Lymphoblastoid cell line generation

Epstein–Barr virus transformation of DGAP294’s peripheral blood was performed at the Genomics and Technology Core in the Center for Human Genetic Research at Massachusetts General Hospital (Boston, MA).

Base pair sequence definition of BCA breakpoints

Whole-genome sequencing was performed using a custom large-insert jumping library protocol with a targeted insert size of 3,000 bp [30, 31]. The library was sequenced on an Illumina HiSeq 2500 rapid run mode using a paired-end 25-cycle protocol, to assure minimum insert coverage of 40×. Sequencing achieved a raw yield of 85,007,504 read pairs. After postprocessing, 94.3% of the read pairs were aligned to the human genome reference GRCh37 v71 sourced from Ensembl (http://useast.ensembl.org/Homo_sapiens/Info/Index), with an insert size median of 3,212 bp (±470 bp median absolute deviation) yielding a resulting haploid insert coverage of 67.1× (Supplementary Table 1).

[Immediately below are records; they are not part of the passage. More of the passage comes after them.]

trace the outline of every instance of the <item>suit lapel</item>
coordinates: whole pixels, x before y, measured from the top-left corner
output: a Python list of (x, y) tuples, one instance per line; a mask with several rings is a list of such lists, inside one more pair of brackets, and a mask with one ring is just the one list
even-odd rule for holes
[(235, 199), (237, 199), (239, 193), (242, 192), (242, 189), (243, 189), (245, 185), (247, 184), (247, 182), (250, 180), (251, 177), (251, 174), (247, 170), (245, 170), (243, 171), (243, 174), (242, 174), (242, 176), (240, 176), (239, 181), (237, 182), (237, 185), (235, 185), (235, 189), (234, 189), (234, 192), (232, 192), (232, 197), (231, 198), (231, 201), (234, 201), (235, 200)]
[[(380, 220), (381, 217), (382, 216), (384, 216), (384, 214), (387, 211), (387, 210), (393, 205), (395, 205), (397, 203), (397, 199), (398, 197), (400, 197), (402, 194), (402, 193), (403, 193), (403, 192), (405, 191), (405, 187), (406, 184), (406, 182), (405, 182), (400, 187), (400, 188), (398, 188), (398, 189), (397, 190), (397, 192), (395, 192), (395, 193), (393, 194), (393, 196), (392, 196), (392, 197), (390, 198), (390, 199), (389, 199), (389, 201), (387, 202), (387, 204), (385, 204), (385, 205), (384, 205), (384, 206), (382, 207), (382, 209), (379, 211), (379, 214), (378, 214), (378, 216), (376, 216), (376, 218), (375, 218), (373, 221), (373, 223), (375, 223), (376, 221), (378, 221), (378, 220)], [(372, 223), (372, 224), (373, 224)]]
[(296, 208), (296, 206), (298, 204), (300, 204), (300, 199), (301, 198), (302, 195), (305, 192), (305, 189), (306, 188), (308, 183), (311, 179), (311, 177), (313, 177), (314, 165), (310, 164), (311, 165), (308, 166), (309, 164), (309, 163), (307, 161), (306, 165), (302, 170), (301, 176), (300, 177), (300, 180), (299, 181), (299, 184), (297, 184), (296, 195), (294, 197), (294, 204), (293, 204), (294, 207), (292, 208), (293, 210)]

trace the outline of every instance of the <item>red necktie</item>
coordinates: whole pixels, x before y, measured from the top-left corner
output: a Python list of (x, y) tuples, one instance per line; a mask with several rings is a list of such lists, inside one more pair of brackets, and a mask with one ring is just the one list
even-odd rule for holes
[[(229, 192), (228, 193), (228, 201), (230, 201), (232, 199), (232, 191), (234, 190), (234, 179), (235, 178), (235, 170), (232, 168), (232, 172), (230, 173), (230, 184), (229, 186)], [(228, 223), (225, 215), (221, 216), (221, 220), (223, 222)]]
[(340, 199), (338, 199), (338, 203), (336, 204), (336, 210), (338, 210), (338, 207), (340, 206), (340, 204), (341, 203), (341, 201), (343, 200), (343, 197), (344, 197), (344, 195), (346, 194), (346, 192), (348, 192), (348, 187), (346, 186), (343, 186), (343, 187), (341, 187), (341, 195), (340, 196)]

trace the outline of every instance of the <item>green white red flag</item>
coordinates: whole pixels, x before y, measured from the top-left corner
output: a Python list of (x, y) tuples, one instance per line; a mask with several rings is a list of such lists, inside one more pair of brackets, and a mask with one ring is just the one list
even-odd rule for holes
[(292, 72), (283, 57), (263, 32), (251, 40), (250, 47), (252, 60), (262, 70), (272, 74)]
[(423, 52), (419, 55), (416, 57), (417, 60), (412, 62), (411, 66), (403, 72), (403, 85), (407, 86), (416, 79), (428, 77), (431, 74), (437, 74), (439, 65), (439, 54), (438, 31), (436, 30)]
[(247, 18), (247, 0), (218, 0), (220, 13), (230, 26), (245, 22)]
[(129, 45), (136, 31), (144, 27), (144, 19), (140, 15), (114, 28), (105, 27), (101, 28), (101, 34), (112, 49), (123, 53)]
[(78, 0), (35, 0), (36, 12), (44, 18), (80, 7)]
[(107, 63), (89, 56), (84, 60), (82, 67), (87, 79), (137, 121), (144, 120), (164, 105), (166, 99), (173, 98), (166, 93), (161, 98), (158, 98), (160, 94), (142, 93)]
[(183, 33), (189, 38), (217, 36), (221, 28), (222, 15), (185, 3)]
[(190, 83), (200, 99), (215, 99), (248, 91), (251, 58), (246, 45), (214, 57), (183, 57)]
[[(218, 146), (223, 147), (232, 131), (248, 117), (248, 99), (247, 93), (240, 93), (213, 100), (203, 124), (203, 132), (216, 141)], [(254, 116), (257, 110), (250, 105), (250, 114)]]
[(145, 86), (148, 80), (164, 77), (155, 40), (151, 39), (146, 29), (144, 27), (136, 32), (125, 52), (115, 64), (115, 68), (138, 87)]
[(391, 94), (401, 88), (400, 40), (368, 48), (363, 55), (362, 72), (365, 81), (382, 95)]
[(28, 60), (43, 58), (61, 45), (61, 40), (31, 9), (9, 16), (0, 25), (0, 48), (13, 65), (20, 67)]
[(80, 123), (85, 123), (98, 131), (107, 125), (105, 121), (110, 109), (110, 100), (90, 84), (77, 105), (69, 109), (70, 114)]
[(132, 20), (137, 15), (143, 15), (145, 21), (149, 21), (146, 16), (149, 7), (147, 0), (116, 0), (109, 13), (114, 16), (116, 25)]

All computational analyses have been described previously [6, 32, 33]. Mapping against the human genome reference version hg19 revealed eight groups of chimeric read pairs underlying eight BCA breakpoints that were distributed between a complex de novo translocation involving chromosomes 1 and 14, which included a 127 bp de novo insertion, a de novo reciprocal translocation between chromosomes 4 and 10, and a maternally inherited inversion in the non-translocated chromosome 1 (Fig. 1) [4]. All identified BCA breakpoints were validated through PCR amplification and Sanger sequencing, except the maternally inherited inversion (Supplementary Table 2) [4].

Fig. 1
figure 1

a Karyogram of DGAP294’s derivative chromosomes. Chromosomes 1, 4, 10, and 14 are depicted in blue, yellow, green, and red, respectively, with their corresponding G-bands (obtained from http://grch37.ensembl.org/Homo_sapiens/Location/Genome). BCA breakpoints are indicated with dashed black lines and bold numbers within solid squares (breakpoint numbers correspond to those shown in b). b DGAP294 BCA breakpoints' genomic coordinates and disrupted genes locations are reported in human genome version GRCh37/hg19

BCAs breakpoint genomic analysis

Overlap analyses between regulatory or structural genomic elements and the BCA breakpoints were performed using custom Perl scripts and their significance calculated with 1,000 simulations performed by the Genome Association Tester (GAT) program [34]. Genomic features from the hg19 human genome build were downloaded from the UCSC genome browser [35], enhancer positions were obtained from Andersson et al. [36] and the VISTA Enhancer browser [37], enhancer and DNaseI hypersensitive sites (DHSs) were obtained from the ENCODE project [38], and clinical variants from additional patients were obtained from ClinVar [39, 40] and the DECIPHER database [41].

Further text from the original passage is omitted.